Comme les autres familles d’El Amparo Nuevo, elle est très contente d’avoir aussi accès à l’eau potable. Avant la mise en œuvre du projet, 92 % des familles en étaient privées. Elles utilisaient l’eau de trois sources différentes – toutes contaminées – et devaient donc acheter l’eau potable pour leur consommation. Désormais, toutes les familles ont accès gratuitement à l’eau potable, grâce au point d’eau rénové par l’EPER.

 

Un nouveau toit

Isabel Contreras est mère de deux petits enfants en sous-poids. L’EPER lui a permis de reconstruire entièrement sa hutte. Les voisines et les voisins l’ont aidée, soutenus par un technicien qui dirigeait les opérations. Désormais, sa hutte comporte deux chambres. « C’est très rare que j’aie de l’argent. Sans ce projet, je n’aurais pas pu nourrir mes enfants et mettre un peu d’argent de côté pour reconstruire ma maison. »

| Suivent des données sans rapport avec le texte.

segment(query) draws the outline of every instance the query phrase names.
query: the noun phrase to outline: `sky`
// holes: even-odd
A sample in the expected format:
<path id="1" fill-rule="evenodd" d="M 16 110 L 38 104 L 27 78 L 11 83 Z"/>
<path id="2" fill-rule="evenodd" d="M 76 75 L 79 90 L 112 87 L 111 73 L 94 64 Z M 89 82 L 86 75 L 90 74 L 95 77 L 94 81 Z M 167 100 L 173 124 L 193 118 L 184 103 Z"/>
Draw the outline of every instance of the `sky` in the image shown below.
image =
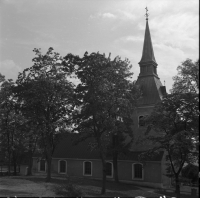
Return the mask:
<path id="1" fill-rule="evenodd" d="M 139 75 L 145 7 L 157 72 L 172 88 L 177 66 L 199 58 L 198 0 L 0 0 L 0 73 L 17 79 L 33 65 L 34 48 L 61 56 L 105 53 L 132 64 Z"/>

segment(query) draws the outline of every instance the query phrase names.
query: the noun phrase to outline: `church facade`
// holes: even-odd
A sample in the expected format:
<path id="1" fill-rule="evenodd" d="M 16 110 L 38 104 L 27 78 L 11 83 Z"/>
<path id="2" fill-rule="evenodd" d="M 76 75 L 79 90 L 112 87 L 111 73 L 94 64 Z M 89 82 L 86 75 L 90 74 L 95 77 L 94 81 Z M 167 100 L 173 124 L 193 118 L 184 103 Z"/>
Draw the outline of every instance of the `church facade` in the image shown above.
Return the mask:
<path id="1" fill-rule="evenodd" d="M 158 156 L 145 162 L 139 160 L 141 152 L 151 147 L 150 144 L 140 141 L 146 130 L 142 120 L 152 112 L 155 104 L 166 94 L 165 86 L 162 85 L 157 74 L 158 64 L 154 56 L 148 19 L 146 20 L 143 52 L 139 66 L 140 74 L 136 83 L 141 87 L 143 95 L 138 102 L 136 111 L 133 112 L 135 142 L 128 155 L 119 156 L 118 176 L 121 182 L 162 188 L 170 185 L 170 179 L 165 176 L 165 153 L 160 152 Z M 52 174 L 101 179 L 102 164 L 98 151 L 89 150 L 89 140 L 73 145 L 73 136 L 72 134 L 67 135 L 56 148 L 52 158 Z M 112 158 L 107 158 L 106 161 L 107 179 L 113 180 Z M 35 156 L 33 172 L 45 174 L 46 169 L 45 160 Z"/>

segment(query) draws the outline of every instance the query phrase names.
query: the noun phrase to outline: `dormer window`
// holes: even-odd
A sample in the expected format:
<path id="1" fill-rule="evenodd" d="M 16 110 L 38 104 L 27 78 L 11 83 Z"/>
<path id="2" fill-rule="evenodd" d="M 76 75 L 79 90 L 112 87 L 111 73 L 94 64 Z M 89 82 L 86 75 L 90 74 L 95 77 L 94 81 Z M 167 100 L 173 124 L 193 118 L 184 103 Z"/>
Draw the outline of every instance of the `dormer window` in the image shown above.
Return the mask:
<path id="1" fill-rule="evenodd" d="M 145 126 L 145 118 L 147 116 L 148 115 L 141 115 L 141 116 L 139 116 L 139 118 L 138 118 L 138 126 L 139 127 L 144 127 Z"/>

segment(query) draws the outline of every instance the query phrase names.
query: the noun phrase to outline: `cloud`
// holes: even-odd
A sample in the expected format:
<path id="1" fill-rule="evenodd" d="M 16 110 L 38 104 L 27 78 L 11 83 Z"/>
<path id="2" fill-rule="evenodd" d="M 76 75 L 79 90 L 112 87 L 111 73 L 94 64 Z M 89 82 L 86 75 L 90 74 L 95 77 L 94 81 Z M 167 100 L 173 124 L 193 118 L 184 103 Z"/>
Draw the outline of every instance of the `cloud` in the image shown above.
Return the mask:
<path id="1" fill-rule="evenodd" d="M 15 80 L 18 73 L 22 69 L 13 60 L 4 60 L 0 62 L 0 73 L 5 76 L 6 79 Z"/>
<path id="2" fill-rule="evenodd" d="M 127 43 L 127 42 L 143 42 L 144 38 L 142 36 L 125 36 L 121 37 L 114 42 L 116 43 Z"/>
<path id="3" fill-rule="evenodd" d="M 103 13 L 103 14 L 102 14 L 102 17 L 103 17 L 103 18 L 116 18 L 116 16 L 115 16 L 114 14 L 111 14 L 111 13 L 109 13 L 109 12 Z"/>
<path id="4" fill-rule="evenodd" d="M 90 15 L 90 19 L 96 19 L 96 18 L 103 18 L 103 19 L 115 19 L 116 16 L 110 12 L 105 12 L 105 13 L 98 13 L 94 15 Z"/>

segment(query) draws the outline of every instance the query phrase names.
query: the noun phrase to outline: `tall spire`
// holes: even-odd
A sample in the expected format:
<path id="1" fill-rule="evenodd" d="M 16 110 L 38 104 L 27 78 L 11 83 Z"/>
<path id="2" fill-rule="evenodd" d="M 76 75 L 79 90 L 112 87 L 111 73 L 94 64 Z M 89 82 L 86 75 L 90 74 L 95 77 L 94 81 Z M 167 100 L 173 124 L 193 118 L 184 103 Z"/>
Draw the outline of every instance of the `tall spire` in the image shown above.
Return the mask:
<path id="1" fill-rule="evenodd" d="M 147 13 L 148 9 L 146 9 L 146 30 L 145 30 L 145 36 L 144 36 L 144 45 L 143 45 L 143 51 L 142 51 L 142 58 L 139 62 L 140 65 L 140 76 L 144 75 L 156 75 L 157 76 L 157 63 L 153 52 L 153 45 L 151 42 L 151 34 L 149 30 L 149 24 L 148 24 L 148 16 Z"/>

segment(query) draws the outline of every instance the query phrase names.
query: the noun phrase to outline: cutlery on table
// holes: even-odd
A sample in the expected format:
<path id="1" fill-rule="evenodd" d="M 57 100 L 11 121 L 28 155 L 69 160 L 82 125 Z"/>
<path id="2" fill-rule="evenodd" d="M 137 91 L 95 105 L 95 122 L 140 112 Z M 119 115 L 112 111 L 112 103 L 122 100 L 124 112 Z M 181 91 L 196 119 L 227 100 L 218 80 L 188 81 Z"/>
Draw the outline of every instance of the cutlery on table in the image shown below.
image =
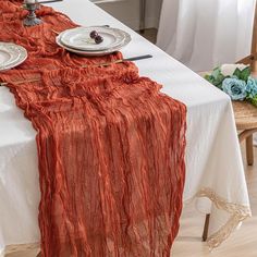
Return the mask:
<path id="1" fill-rule="evenodd" d="M 82 65 L 82 68 L 88 68 L 88 66 L 109 66 L 111 64 L 117 64 L 117 63 L 122 63 L 122 62 L 127 62 L 127 61 L 139 61 L 144 59 L 149 59 L 152 58 L 151 54 L 146 54 L 146 56 L 138 56 L 138 57 L 132 57 L 132 58 L 124 58 L 120 60 L 115 60 L 112 62 L 103 62 L 103 63 L 94 63 L 94 64 L 87 64 L 87 65 Z"/>
<path id="2" fill-rule="evenodd" d="M 94 27 L 110 27 L 110 25 L 95 25 Z M 53 33 L 56 33 L 57 35 L 59 35 L 59 34 L 62 33 L 62 32 L 57 32 L 56 29 L 52 29 L 52 28 L 51 28 L 51 30 L 52 30 Z"/>

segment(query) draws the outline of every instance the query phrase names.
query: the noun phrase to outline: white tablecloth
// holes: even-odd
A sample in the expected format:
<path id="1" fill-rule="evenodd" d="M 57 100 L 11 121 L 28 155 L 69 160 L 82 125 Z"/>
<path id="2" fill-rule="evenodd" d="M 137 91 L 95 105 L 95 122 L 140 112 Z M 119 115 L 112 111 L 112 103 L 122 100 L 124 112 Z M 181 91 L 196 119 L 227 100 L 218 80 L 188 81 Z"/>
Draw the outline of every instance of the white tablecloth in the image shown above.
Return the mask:
<path id="1" fill-rule="evenodd" d="M 249 54 L 256 0 L 163 0 L 157 45 L 194 71 Z"/>
<path id="2" fill-rule="evenodd" d="M 52 7 L 77 24 L 109 24 L 128 32 L 133 40 L 122 50 L 124 57 L 154 56 L 137 62 L 140 75 L 162 84 L 163 93 L 188 108 L 184 201 L 193 200 L 197 195 L 211 198 L 219 209 L 211 206 L 210 233 L 218 231 L 229 235 L 230 229 L 249 215 L 249 201 L 228 96 L 89 1 L 64 1 Z M 0 250 L 9 246 L 7 252 L 11 252 L 12 245 L 27 247 L 25 244 L 29 246 L 40 241 L 35 135 L 30 122 L 15 106 L 12 94 L 1 87 Z M 206 212 L 210 211 L 209 205 L 204 207 Z M 215 234 L 216 241 L 209 241 L 211 245 L 224 240 L 219 233 Z"/>

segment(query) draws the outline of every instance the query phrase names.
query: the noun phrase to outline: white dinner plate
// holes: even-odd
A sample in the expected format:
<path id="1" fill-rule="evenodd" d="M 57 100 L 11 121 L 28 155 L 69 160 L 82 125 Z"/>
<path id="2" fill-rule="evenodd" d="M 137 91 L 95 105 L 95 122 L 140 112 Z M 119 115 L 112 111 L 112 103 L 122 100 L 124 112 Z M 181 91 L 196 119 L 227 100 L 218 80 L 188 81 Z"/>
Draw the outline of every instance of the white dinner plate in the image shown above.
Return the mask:
<path id="1" fill-rule="evenodd" d="M 103 41 L 96 44 L 90 38 L 90 33 L 96 30 L 102 38 Z M 68 47 L 84 50 L 84 51 L 103 51 L 110 48 L 118 47 L 125 40 L 123 30 L 112 27 L 76 27 L 64 30 L 60 34 L 62 45 Z"/>
<path id="2" fill-rule="evenodd" d="M 13 42 L 0 42 L 0 71 L 7 71 L 23 63 L 27 50 Z"/>
<path id="3" fill-rule="evenodd" d="M 118 29 L 118 28 L 112 28 L 112 29 Z M 126 32 L 123 32 L 121 29 L 118 29 L 120 32 L 122 32 L 124 34 L 124 41 L 121 44 L 121 45 L 118 45 L 117 47 L 113 47 L 113 48 L 109 48 L 109 49 L 106 49 L 106 50 L 99 50 L 99 51 L 84 51 L 84 50 L 78 50 L 78 49 L 75 49 L 75 48 L 71 48 L 71 47 L 68 47 L 65 46 L 62 40 L 61 40 L 61 34 L 56 38 L 56 42 L 66 49 L 68 51 L 71 51 L 71 52 L 74 52 L 74 53 L 77 53 L 79 56 L 85 56 L 85 57 L 101 57 L 101 56 L 106 56 L 106 54 L 110 54 L 112 52 L 115 52 L 115 51 L 119 51 L 121 50 L 123 47 L 125 47 L 130 41 L 131 41 L 131 36 L 130 34 L 127 34 Z"/>

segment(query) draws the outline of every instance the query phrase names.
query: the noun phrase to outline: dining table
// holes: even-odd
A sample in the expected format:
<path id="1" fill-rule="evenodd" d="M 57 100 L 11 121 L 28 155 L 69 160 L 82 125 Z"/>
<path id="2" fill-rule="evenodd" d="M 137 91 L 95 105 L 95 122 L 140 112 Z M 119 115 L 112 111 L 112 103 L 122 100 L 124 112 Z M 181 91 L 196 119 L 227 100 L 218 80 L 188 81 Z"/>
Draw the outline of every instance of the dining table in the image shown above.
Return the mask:
<path id="1" fill-rule="evenodd" d="M 81 26 L 109 25 L 127 32 L 132 41 L 124 58 L 151 54 L 136 65 L 140 76 L 162 85 L 161 93 L 185 103 L 186 178 L 184 208 L 197 201 L 210 213 L 207 245 L 219 246 L 250 206 L 230 98 L 184 64 L 89 0 L 47 3 Z M 0 87 L 0 255 L 40 247 L 40 201 L 36 131 L 15 105 L 8 87 Z M 240 231 L 237 232 L 240 233 Z M 222 246 L 220 246 L 222 247 Z"/>

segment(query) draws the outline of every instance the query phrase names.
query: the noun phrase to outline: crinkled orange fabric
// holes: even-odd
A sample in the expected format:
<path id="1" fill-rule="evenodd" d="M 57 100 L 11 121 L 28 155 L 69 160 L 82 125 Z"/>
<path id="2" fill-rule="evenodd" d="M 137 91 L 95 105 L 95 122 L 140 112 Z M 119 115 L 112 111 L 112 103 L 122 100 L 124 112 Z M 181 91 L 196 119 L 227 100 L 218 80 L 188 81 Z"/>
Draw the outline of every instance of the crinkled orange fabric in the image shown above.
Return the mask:
<path id="1" fill-rule="evenodd" d="M 185 106 L 131 62 L 82 69 L 122 56 L 69 53 L 51 28 L 76 25 L 41 8 L 44 24 L 23 27 L 21 2 L 0 0 L 0 40 L 22 45 L 28 59 L 0 79 L 37 131 L 42 256 L 170 256 L 185 179 Z M 39 81 L 13 83 L 27 78 Z"/>

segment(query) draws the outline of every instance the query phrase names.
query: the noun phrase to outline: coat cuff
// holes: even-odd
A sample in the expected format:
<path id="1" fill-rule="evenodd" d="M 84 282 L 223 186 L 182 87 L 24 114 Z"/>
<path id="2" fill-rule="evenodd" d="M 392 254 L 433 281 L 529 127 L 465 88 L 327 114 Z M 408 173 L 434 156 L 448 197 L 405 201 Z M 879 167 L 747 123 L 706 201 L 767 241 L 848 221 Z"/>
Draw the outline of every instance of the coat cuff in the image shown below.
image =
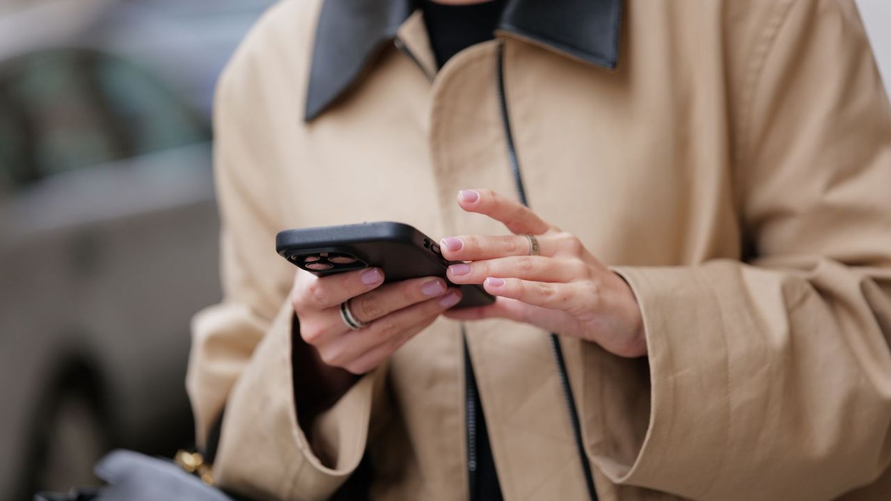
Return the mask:
<path id="1" fill-rule="evenodd" d="M 292 322 L 289 303 L 257 345 L 226 402 L 214 474 L 220 487 L 252 498 L 331 497 L 362 459 L 372 393 L 383 381 L 383 367 L 363 376 L 316 418 L 313 439 L 308 439 L 297 420 Z M 332 460 L 330 467 L 323 464 L 313 444 L 325 448 L 324 456 Z"/>
<path id="2" fill-rule="evenodd" d="M 585 349 L 589 456 L 614 482 L 697 492 L 717 478 L 724 448 L 715 444 L 726 443 L 729 427 L 726 330 L 717 297 L 694 267 L 612 269 L 637 298 L 649 357 Z"/>

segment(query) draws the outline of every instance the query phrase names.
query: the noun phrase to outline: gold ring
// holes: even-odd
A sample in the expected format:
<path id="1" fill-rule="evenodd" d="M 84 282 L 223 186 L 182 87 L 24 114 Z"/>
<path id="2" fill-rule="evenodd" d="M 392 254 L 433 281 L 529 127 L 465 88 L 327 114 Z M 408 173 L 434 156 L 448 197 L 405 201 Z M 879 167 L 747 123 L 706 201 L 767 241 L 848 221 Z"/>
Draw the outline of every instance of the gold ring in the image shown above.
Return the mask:
<path id="1" fill-rule="evenodd" d="M 529 239 L 529 255 L 537 256 L 538 255 L 538 239 L 535 235 L 526 234 L 526 238 Z"/>
<path id="2" fill-rule="evenodd" d="M 359 320 L 353 315 L 352 310 L 349 309 L 349 300 L 340 303 L 340 319 L 349 327 L 350 331 L 358 331 L 369 324 L 369 322 Z"/>

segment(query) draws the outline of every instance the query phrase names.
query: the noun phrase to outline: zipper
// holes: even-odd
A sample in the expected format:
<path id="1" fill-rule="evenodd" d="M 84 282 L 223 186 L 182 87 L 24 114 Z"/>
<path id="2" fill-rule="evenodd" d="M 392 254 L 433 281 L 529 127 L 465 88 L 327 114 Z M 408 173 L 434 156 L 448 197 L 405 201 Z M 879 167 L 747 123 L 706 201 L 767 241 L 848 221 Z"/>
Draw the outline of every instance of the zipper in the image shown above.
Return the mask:
<path id="1" fill-rule="evenodd" d="M 394 38 L 393 39 L 393 45 L 396 45 L 396 48 L 399 52 L 401 52 L 402 53 L 405 54 L 405 57 L 407 57 L 409 60 L 411 60 L 412 62 L 413 62 L 414 65 L 417 66 L 419 70 L 421 70 L 421 72 L 424 74 L 424 77 L 427 77 L 428 80 L 429 80 L 430 82 L 433 81 L 433 77 L 431 77 L 427 72 L 427 70 L 424 69 L 424 65 L 421 63 L 421 62 L 418 60 L 418 58 L 413 53 L 412 53 L 412 51 L 408 50 L 408 47 L 405 45 L 405 42 L 403 42 L 402 38 L 398 38 L 398 37 Z"/>
<path id="2" fill-rule="evenodd" d="M 505 143 L 507 143 L 508 162 L 511 164 L 511 172 L 513 174 L 513 180 L 516 184 L 517 195 L 519 198 L 519 201 L 528 207 L 529 203 L 526 198 L 526 188 L 523 185 L 523 177 L 519 171 L 519 160 L 517 158 L 517 147 L 514 144 L 513 133 L 511 130 L 511 117 L 508 113 L 507 94 L 504 92 L 503 42 L 498 45 L 497 67 L 495 71 L 498 79 L 498 101 L 501 105 L 502 124 L 504 126 L 504 139 Z M 591 463 L 588 461 L 588 455 L 584 451 L 584 441 L 582 439 L 582 425 L 578 419 L 578 408 L 576 407 L 576 398 L 572 394 L 572 385 L 570 384 L 569 374 L 566 368 L 566 360 L 563 358 L 563 348 L 560 341 L 560 336 L 553 333 L 551 333 L 551 352 L 560 373 L 560 386 L 563 388 L 563 398 L 566 400 L 567 410 L 569 414 L 569 421 L 572 424 L 572 431 L 576 439 L 576 449 L 578 452 L 582 472 L 584 473 L 584 483 L 588 489 L 588 496 L 592 501 L 597 501 L 597 490 L 594 489 L 594 479 L 591 472 Z M 466 362 L 470 362 L 469 357 Z"/>
<path id="3" fill-rule="evenodd" d="M 408 50 L 405 46 L 405 43 L 400 38 L 395 38 L 393 40 L 393 45 L 396 48 L 399 50 L 402 53 L 414 63 L 418 69 L 424 74 L 425 77 L 431 82 L 433 81 L 433 77 L 427 73 L 424 70 L 424 66 L 421 64 L 418 58 L 412 53 L 412 51 Z M 478 467 L 478 454 L 477 454 L 477 380 L 473 374 L 473 365 L 470 362 L 470 351 L 467 348 L 467 332 L 464 330 L 464 324 L 461 325 L 461 339 L 462 343 L 462 349 L 464 352 L 464 436 L 467 439 L 467 487 L 468 487 L 468 497 L 470 501 L 477 500 L 477 467 Z"/>
<path id="4" fill-rule="evenodd" d="M 467 485 L 470 501 L 477 499 L 477 381 L 467 348 L 467 333 L 463 324 L 461 337 L 464 344 L 464 425 L 467 437 Z"/>

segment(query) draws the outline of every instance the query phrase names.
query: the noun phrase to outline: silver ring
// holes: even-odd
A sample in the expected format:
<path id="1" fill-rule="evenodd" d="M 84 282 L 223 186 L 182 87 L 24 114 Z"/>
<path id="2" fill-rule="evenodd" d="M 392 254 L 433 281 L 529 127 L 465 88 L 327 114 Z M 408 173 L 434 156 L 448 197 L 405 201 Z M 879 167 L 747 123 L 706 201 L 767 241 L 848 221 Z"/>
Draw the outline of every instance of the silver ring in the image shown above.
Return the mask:
<path id="1" fill-rule="evenodd" d="M 535 235 L 526 234 L 526 238 L 529 239 L 529 255 L 537 256 L 538 255 L 538 239 Z"/>
<path id="2" fill-rule="evenodd" d="M 349 300 L 340 303 L 340 319 L 349 327 L 350 331 L 358 331 L 370 324 L 369 322 L 362 322 L 353 315 L 349 309 Z"/>

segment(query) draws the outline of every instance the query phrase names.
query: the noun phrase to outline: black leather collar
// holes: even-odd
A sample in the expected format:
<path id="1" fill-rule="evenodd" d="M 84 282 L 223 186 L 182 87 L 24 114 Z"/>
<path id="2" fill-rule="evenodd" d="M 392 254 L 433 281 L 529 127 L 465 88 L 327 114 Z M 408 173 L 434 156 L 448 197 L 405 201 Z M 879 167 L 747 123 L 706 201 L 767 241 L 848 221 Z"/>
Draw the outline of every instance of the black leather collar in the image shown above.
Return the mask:
<path id="1" fill-rule="evenodd" d="M 324 0 L 304 112 L 322 114 L 373 62 L 414 9 L 413 0 Z M 509 0 L 497 30 L 613 69 L 622 0 Z"/>

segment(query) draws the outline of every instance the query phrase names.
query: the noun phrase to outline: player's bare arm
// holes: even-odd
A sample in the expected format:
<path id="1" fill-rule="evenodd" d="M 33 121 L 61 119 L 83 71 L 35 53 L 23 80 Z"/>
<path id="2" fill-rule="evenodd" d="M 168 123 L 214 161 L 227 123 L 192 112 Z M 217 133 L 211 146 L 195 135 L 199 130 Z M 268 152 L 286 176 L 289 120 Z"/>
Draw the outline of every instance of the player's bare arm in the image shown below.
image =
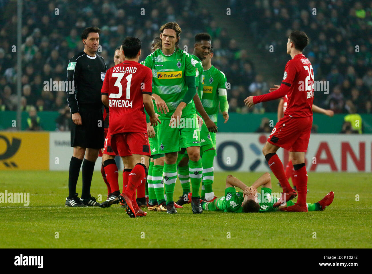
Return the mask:
<path id="1" fill-rule="evenodd" d="M 81 116 L 80 115 L 80 113 L 78 112 L 76 112 L 74 113 L 73 113 L 71 115 L 71 117 L 72 118 L 72 121 L 75 123 L 75 125 L 77 125 L 78 126 L 81 126 L 83 125 L 81 123 Z"/>
<path id="2" fill-rule="evenodd" d="M 158 123 L 160 124 L 161 123 L 158 116 L 156 114 L 155 111 L 154 109 L 154 104 L 153 103 L 153 100 L 151 98 L 151 95 L 150 94 L 142 94 L 142 98 L 143 99 L 143 104 L 145 106 L 145 109 L 150 116 L 150 123 L 151 125 L 153 125 L 157 126 Z"/>
<path id="3" fill-rule="evenodd" d="M 279 104 L 278 104 L 278 121 L 281 119 L 284 114 L 283 111 L 283 105 L 284 104 L 284 100 L 281 99 L 279 101 Z"/>
<path id="4" fill-rule="evenodd" d="M 149 138 L 154 138 L 155 137 L 155 130 L 154 127 L 151 125 L 151 122 L 149 122 L 146 124 L 147 126 L 147 135 Z"/>
<path id="5" fill-rule="evenodd" d="M 227 111 L 224 111 L 222 113 L 222 116 L 224 117 L 224 119 L 225 119 L 225 122 L 224 122 L 224 123 L 225 124 L 229 120 L 229 114 L 227 113 Z M 216 131 L 216 132 L 217 132 Z"/>
<path id="6" fill-rule="evenodd" d="M 213 123 L 207 113 L 206 112 L 205 110 L 204 109 L 203 105 L 202 104 L 202 101 L 200 100 L 200 98 L 199 97 L 198 92 L 196 92 L 196 94 L 194 96 L 193 100 L 195 104 L 195 107 L 203 117 L 208 130 L 212 132 L 217 132 L 217 126 Z"/>
<path id="7" fill-rule="evenodd" d="M 311 107 L 311 110 L 312 110 L 313 112 L 316 112 L 317 113 L 321 113 L 322 114 L 324 114 L 325 115 L 329 116 L 330 117 L 333 117 L 333 114 L 334 114 L 334 113 L 333 112 L 333 110 L 331 110 L 330 109 L 324 109 L 324 108 L 322 108 L 321 107 L 318 107 L 317 105 L 315 105 L 314 104 L 312 105 L 312 106 Z"/>
<path id="8" fill-rule="evenodd" d="M 160 112 L 163 114 L 166 114 L 169 112 L 169 110 L 168 108 L 168 106 L 165 103 L 165 101 L 160 98 L 157 94 L 153 94 L 151 97 L 155 101 L 155 104 L 156 105 L 156 108 L 158 109 L 158 111 Z"/>

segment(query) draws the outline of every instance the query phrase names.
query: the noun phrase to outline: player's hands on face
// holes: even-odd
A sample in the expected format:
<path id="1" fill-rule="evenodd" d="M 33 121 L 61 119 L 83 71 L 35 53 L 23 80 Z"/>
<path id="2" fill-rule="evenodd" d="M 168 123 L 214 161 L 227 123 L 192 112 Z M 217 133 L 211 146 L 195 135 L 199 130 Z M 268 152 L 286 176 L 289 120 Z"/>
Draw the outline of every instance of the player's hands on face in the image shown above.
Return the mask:
<path id="1" fill-rule="evenodd" d="M 225 119 L 224 123 L 225 124 L 229 120 L 229 114 L 227 111 L 224 111 L 222 113 L 222 115 L 224 116 L 224 119 Z"/>
<path id="2" fill-rule="evenodd" d="M 334 114 L 334 113 L 333 112 L 333 110 L 327 110 L 326 111 L 326 115 L 327 116 L 329 116 L 330 117 L 333 117 L 333 114 Z"/>
<path id="3" fill-rule="evenodd" d="M 147 126 L 147 135 L 150 138 L 154 138 L 155 137 L 155 130 L 154 129 L 154 127 L 151 125 L 151 122 L 148 123 Z"/>
<path id="4" fill-rule="evenodd" d="M 159 116 L 156 113 L 155 113 L 154 116 L 150 116 L 150 124 L 151 126 L 152 126 L 153 125 L 154 125 L 154 126 L 157 126 L 158 123 L 159 124 L 161 123 L 161 122 L 160 122 L 160 120 L 159 120 Z M 154 133 L 155 133 L 155 132 L 154 132 Z"/>
<path id="5" fill-rule="evenodd" d="M 213 122 L 210 118 L 208 118 L 207 120 L 204 121 L 205 122 L 205 125 L 206 126 L 208 130 L 211 132 L 217 132 L 218 130 L 217 130 L 217 127 L 216 124 L 213 123 Z"/>
<path id="6" fill-rule="evenodd" d="M 249 96 L 249 97 L 247 97 L 244 100 L 244 103 L 248 107 L 250 107 L 253 106 L 254 104 L 253 104 L 253 97 Z"/>
<path id="7" fill-rule="evenodd" d="M 166 114 L 169 112 L 169 110 L 168 108 L 168 106 L 165 103 L 165 101 L 160 98 L 159 96 L 155 97 L 155 104 L 156 105 L 156 108 L 158 109 L 158 112 L 160 112 L 162 114 Z"/>
<path id="8" fill-rule="evenodd" d="M 75 125 L 77 125 L 78 126 L 81 126 L 83 125 L 81 123 L 81 116 L 80 116 L 80 113 L 78 112 L 74 113 L 71 117 L 72 117 L 72 121 Z"/>
<path id="9" fill-rule="evenodd" d="M 270 88 L 270 89 L 269 90 L 269 92 L 271 92 L 272 91 L 273 91 L 275 90 L 276 90 L 279 88 L 280 87 L 280 86 L 278 86 L 278 85 L 274 85 L 274 86 L 275 87 L 275 88 Z"/>

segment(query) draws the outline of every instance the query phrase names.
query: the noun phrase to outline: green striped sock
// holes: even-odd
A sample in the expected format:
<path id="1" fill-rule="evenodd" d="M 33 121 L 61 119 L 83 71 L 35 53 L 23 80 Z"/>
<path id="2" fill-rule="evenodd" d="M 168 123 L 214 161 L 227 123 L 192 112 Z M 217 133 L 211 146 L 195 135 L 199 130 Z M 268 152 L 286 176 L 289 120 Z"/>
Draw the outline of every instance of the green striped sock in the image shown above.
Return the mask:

Quelques mois seulement après le lancement du projet et une saison des pluies plus tard, le mur de protection contre les crues a bel et bien prouvé son utilité. Des sacs remplis de ciment et comportant trois couches d’un textile spécial ont été disposés à des endroits stratégiques. Quand la pluie est arrivée, le camp n’a pas été inondé : une première en quatre ans, soit depuis qu’El Amparo Nuevo est habité.

Venezuela shelter
HEKS

Éboueur et chasseur d’oiseaux

Eutimio Moncada a 74 ans et vit dans le petit village d’El Nula, dans l’État d’Apure, à deux pas de la frontière colombienne. Comme plusieurs centaines de milliers d’autres Vénézuéliennes et Vénézuéliens, il a été abandonné par sa famille, qui a suivi le mouvement de migration massif pour trouver un travail à l’étranger.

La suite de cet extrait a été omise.